The first cool day of fall led this writer to the grocery store to get the fixuns for a big pot of chili. We have never made chili the same way twice – but we think we are on to something this time. We knew we needed some meat, some beans, some tomato sauce, and some spice – that’s enough for me to wander the isles of the local grocery.
We bought more than we needed, but here is what we ended using:
Three pounds of lean ground beef.
One pound of pork butt roast
Two big pork country ribs with the bone in
Two cans of generic chili beans
Two cans of generic pork & beans
Two packages of generic chili seasoning (I’m lazy today)
Some garlic salt.
Two cans (8 oz.) of diced tomatoes
Two cans (8 oz.) of tomato sauce
Two cans of Hormel chili, no beans
Two yellow onions
We had two pans going, a skillet to brown the hamburger and a large pot to combine the other ingredients.

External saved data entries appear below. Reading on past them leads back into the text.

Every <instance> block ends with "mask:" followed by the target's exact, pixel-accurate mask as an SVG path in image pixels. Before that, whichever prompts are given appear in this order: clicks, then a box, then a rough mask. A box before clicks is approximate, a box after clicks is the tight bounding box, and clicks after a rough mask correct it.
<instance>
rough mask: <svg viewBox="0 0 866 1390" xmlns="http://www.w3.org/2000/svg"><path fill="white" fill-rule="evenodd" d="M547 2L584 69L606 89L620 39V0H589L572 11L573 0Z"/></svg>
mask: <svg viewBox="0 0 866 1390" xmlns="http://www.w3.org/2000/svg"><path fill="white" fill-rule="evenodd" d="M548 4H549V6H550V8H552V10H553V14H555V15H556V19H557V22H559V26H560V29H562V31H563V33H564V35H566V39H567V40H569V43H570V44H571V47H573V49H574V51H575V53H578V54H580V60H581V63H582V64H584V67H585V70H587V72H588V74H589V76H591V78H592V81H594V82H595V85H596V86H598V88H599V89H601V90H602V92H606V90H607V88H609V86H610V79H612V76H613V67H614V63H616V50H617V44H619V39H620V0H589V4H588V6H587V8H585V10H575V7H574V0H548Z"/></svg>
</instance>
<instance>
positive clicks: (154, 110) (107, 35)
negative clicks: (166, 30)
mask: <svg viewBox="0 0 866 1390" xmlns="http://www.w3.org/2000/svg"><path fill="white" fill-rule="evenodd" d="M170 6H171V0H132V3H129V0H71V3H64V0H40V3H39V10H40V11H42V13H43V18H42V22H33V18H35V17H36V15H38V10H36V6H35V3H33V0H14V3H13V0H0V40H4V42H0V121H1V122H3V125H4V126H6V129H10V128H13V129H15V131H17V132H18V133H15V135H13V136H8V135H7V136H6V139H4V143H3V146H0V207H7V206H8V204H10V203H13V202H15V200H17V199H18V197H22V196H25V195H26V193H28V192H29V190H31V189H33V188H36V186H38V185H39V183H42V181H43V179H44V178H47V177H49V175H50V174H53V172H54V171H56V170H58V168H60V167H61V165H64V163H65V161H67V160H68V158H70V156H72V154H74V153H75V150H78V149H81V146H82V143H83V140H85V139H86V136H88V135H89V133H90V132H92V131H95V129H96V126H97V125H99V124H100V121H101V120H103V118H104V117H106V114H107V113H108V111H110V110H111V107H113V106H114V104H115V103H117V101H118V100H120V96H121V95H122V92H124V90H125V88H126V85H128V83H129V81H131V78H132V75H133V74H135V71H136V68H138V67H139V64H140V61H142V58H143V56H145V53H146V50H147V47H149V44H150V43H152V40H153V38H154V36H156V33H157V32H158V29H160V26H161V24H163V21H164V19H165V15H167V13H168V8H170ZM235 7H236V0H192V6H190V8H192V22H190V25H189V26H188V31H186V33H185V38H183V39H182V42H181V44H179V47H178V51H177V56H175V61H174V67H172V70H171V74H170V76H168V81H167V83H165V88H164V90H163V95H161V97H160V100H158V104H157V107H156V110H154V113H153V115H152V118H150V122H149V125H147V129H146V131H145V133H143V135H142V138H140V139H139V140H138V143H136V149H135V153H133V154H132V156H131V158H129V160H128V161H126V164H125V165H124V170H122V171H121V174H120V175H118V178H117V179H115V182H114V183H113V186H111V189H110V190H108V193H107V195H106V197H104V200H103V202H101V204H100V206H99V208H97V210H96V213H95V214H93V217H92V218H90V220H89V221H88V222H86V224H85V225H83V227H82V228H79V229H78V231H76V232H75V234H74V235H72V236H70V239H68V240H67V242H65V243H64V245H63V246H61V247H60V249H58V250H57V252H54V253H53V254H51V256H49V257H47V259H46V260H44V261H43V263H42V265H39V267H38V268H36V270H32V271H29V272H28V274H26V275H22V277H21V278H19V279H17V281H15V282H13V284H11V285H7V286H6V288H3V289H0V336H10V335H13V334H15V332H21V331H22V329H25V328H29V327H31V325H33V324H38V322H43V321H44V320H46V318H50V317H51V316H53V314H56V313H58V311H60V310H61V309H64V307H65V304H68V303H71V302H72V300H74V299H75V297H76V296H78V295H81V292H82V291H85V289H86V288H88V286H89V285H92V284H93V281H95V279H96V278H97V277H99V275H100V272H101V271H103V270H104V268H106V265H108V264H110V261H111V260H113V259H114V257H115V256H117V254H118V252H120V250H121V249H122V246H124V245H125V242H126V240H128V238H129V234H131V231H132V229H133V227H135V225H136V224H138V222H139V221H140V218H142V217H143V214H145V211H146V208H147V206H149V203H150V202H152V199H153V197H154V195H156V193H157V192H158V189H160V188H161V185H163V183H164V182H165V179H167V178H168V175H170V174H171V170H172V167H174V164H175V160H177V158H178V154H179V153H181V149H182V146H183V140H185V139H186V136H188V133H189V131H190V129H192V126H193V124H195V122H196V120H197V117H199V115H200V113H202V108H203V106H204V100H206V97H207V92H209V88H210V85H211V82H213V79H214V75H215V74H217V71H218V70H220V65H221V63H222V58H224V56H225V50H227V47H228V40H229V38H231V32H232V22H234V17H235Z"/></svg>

Brown the hamburger in the skillet over a medium heat – then cut the pork butt roast into bite size pieces. Put the port pieces in with the hamburger to brown. To this add the chopped onions.
While the meat is browning open all the cans and dump the stuff all together in the large pot, over low heat. The two pork country ribs were added to the mix, uncooked, with the bone intact.
After browning the hamburger and pork pieces drain the grease and added the meat to the mess in the pot.
Bring to a full boil and then reduce to a simmer. The chili needs to simmer for about four hours to fully cook the country ribs (the meat will fall off the bone).
Serve the hot chili with a mix of Monterey and Colby jack shredded cheese.